# Scraping AI Job Board with Python
## ABB #2 - Session 1

Code authored by: Shaw Talebi

### imports

In [1]:
import requests
from bs4 import BeautifulSoup
import json
import pandas as pd

### 1) extract job listing links

In [2]:
# URL of the website
job_board_url = "https://aijobs.net"

# Send a GET request to the website
response = requests.get(job_board_url)

# Check if the request was successful
if response.status_code == 200:
    # Get the HTML content
    html_content = response.text
else:
    print(f"Failed to retrieve the page. Status code: {response.status_code}")

In [3]:
# Parse the HTML with BeautifulSoup
soup = BeautifulSoup(html_content, 'html.parser')

In [4]:
# Find all job links within the <ul> list
job_links = soup.select('ul#job-list a.col.py-2[href]')

# explanation from ChatGPT:
# This selects all <a> tags with class col py-2 inside the <ul> element with id="job-list"

In [5]:
# Extract href attributes and create full URLs
job_url_list = [job_board_url + link['href'] for link in job_links]

for job_url in job_url_list:
    print(job_url)

https://aijobs.net/job/934495-staff-software-engineer/
https://aijobs.net/job/939954-data-science-intern-madrid-careerstartsas-2025/
https://aijobs.net/job/939953-midsenior-data-scientist/
https://aijobs.net/job/939952-data-scientist-artificial-intelligence/
https://aijobs.net/job/939951-senior-data-scientist/
https://aijobs.net/job/939949-senior-full-stack-software-engineer-ai-ml-model-development-ml-operations-and-applied-data-science/
https://aijobs.net/job/939948-mid-level-full-stack-software-engineer-aiml-model-development-ml-operations-and-applied-data-science/
https://aijobs.net/job/939943-java-and-spark-architect-tax-national-tax-other-ttt-development-blr-hyd-gurgaon/
https://aijobs.net/job/939942-lead-quantitative-analytics-specialist-genai-nlp-pyspark/
https://aijobs.net/job/939941-assistant-manager-legends-sparks-sparks-nv/
https://aijobs.net/job/939940-lead-data-engineer-python-spark-aws/
https://aijobs.net/job/939939-data-engineer-iii-java-aws-spark/
https://aijobs.net/job

### 2) extract info from one listing

In [6]:
# extract html from job listing (same as cell 2)
job_url = job_url_list[0]
response = requests.get(job_url)
html_content = response.text

#### way 1: screen scraping 

In [7]:
# Parse the HTML
soup = BeautifulSoup(html_content, 'html.parser')

# Extract company name
company_name = soup.find('h2', class_='h5').text.strip()

# Extract job title
job_title = soup.find('h1', class_='display-5').text.strip()

# Extract job description
job_description_section = soup.find('div', class_='job-description-text')
job_description = job_description_section.get_text(separator='\n').strip() if job_description_section else "N/A"

# Extract salary range
salary_badge = soup.find('span', class_='badge rounded-pill text-bg-success')
salary_badge = soup.select('#content > section > div > div > div:nth-child(2) > div.col-6.col-sm-7 > h5 > span')
salary = salary_badge[0].text.strip() if salary_badge else "N/A"

# Print extracted details
print(f"Company Name: {company_name}")
print(f"Job Title: {job_title}")
print(f"Job Description: {job_description[:500]}...")  # Truncate for readability
print(f"Salary: {salary}")

Company Name: murmuration
Job Title: Staff Software Engineer
Job Description: Who We Are


Murmuration is a nonprofit organization that amplifies the power of civic engagement by providing data, digital tools, and research-driven insights to community-focused organizations so that together we can create an America where everyone can lead healthy, free, and dignified lives.

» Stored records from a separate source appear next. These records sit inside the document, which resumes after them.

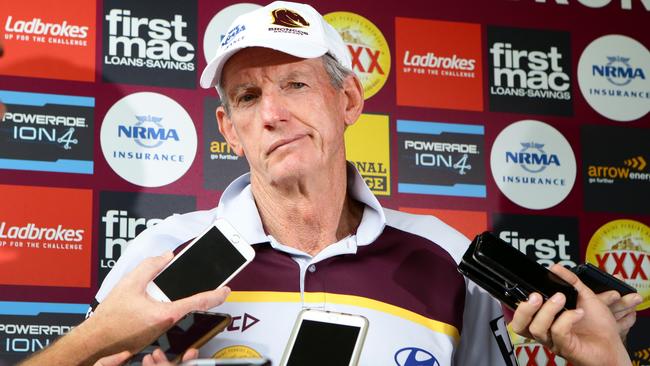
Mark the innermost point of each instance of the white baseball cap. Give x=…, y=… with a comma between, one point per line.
x=293, y=28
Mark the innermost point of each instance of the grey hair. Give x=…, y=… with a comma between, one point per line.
x=336, y=72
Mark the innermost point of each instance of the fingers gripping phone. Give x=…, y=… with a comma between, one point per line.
x=509, y=275
x=192, y=331
x=207, y=263
x=325, y=338
x=600, y=281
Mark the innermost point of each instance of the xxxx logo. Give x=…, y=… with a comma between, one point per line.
x=622, y=248
x=535, y=354
x=368, y=49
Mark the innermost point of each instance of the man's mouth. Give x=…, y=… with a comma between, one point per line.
x=282, y=142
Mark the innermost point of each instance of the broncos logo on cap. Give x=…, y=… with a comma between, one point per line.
x=288, y=18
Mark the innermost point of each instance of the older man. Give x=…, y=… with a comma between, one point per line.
x=321, y=238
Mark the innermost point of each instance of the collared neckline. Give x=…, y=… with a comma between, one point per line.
x=237, y=205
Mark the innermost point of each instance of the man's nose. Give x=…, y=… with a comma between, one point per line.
x=273, y=109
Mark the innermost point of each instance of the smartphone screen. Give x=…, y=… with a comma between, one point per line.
x=524, y=269
x=323, y=344
x=203, y=267
x=185, y=333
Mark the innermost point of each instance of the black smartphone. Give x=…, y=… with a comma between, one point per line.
x=208, y=262
x=229, y=362
x=509, y=275
x=193, y=331
x=600, y=281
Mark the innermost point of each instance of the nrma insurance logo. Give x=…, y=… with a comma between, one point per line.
x=148, y=132
x=612, y=74
x=532, y=157
x=146, y=149
x=533, y=164
x=618, y=70
x=412, y=356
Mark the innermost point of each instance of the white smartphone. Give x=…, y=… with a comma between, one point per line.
x=207, y=263
x=325, y=338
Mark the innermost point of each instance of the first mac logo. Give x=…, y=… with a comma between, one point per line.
x=150, y=43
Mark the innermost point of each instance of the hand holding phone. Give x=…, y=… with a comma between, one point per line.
x=325, y=338
x=207, y=263
x=509, y=275
x=600, y=281
x=192, y=331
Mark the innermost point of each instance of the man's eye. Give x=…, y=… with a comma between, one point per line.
x=297, y=85
x=246, y=98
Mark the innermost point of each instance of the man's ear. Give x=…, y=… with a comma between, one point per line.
x=227, y=129
x=353, y=91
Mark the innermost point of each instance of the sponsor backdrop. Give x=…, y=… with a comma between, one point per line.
x=525, y=117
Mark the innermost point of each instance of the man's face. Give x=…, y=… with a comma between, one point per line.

Every day, people are trying to shape our future for the better. Fighting for water that’s safe to drink. Schools that serve students equitably. Gun laws that make sense. And rallying people who care ...
Salary: USD 135K - 165K


#### way 2: pull json data

In [8]:
# Find the script tag containing JSON-LD
script_tag = soup.find('script', type='application/ld+json')

# Load the JSON content
if script_tag:
    job_data = json.loads(script_tag.string)

    # Extract relevant fields
    company_name = job_data['hiringOrganization']['name']
    job_title = job_data['title']
    job_description = job_data['description']
    salary_min = job_data['baseSalary']['value']['minValue']
    salary_max = job_data['baseSalary']['value']['maxValue']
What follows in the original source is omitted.